2) Groom your eyebrows. It's one of the easiest ways to look polished, and it really is sort of amazing the difference it makes. I don't want to play body-hair police to anyone, though eyebrows somehow seem to fall into a different category than body hair. I think of grooming my eyebrows as more akin to getting a good haircut than to getting a bikini or leg wax—body hair touches on sexuality, but our eyebrows are literally about the face we present to the world. So! I get mine threaded every few weeks for $6, though I understand that outside of New York that can get expensive. A good brow specialist might cost you $30 at first go, but from there you can just maintain the shape yourself, even if you're not skilled enough with scissors and whatnot to maintain the exact manicuring of it (certainly I'm not). Also, don't be afraid to play with eyebrow pencil if your brows are skimpy. I was always scared of it, but when Eden did my makeup she explained that just a little eyebrow pencil provided a nice frame for the rest of my face. It doesn't look overdone; it just looks a little more together.
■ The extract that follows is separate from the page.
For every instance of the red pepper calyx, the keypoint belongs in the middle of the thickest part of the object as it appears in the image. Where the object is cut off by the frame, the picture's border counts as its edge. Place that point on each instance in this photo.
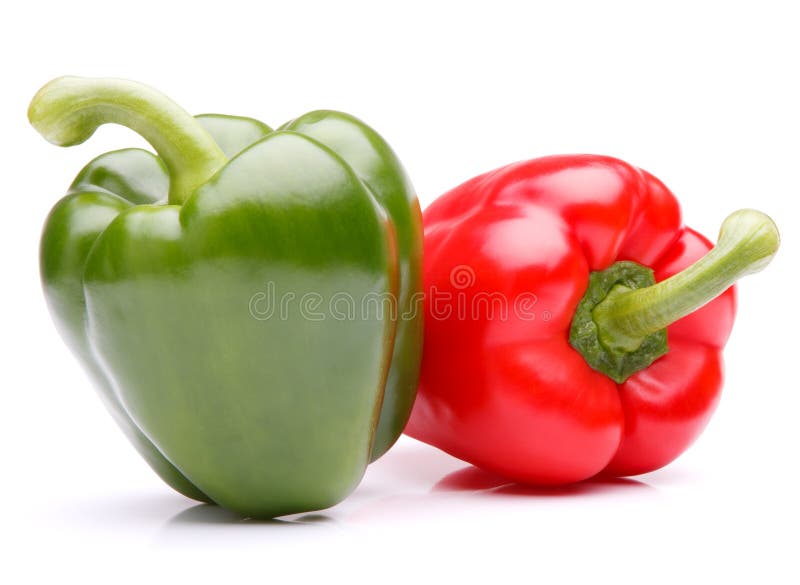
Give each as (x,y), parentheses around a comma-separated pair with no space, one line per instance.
(620,324)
I dare you to get an anatomically correct graphic manicure.
3) Nobody looks that closely at your manicure, so your manicure can be sloppy and nobody will notice. Okay, to be honest I don't 100% subscribe to this. Rather, I don't think anyone will notice, but I take my nail polish to heart: I'm a recovering nail biter, so it still awes me that I have actual nails, and when I do them I like to do them right. It's one of those things that I really take pleasure in and would do even if I lived in solitude, so I like my manicure to be near-perfect. If I don't have time to do it right, I just go bare. But I have a wonderfully stylish friend who tells me that she always just keeps a bottle with her and she fixes nicks on the go, and though up-close it looks uneven it's never anything you'd notice if you were anyone but the owner of the fingernails. So if the manicure goal is to look pretty for others, relax!
Of course, if you do tip #4, you may want to choose a subtler shade of bronzer than I did this winter to avoid the white-neck effect. There's a reason I don't usually write beauty tips, people.
4) If you wear blush, try bronzer on your temples and forehead. Even well-applied blush can look a little artificial, and I've found that a touch of bronzer on the temples and forehead helps sort of...contextualize? Like, it's not just that you magically have this rosy glow on the apples of your cheeks; it's a flush from the sun that also magically gave you a hint of color elsewhere on your face. (I've doubly come to believe in bronzer after my time at the Jersey Shore, where my face got tanned and left me looking much weirder than I ever have just from an artificial glow. It's a beauty paradox. I'm all for embracing the pale but I find that I feel like I have a bit more verve if I look like I've been, I dunno, playing tennis or polo or something.)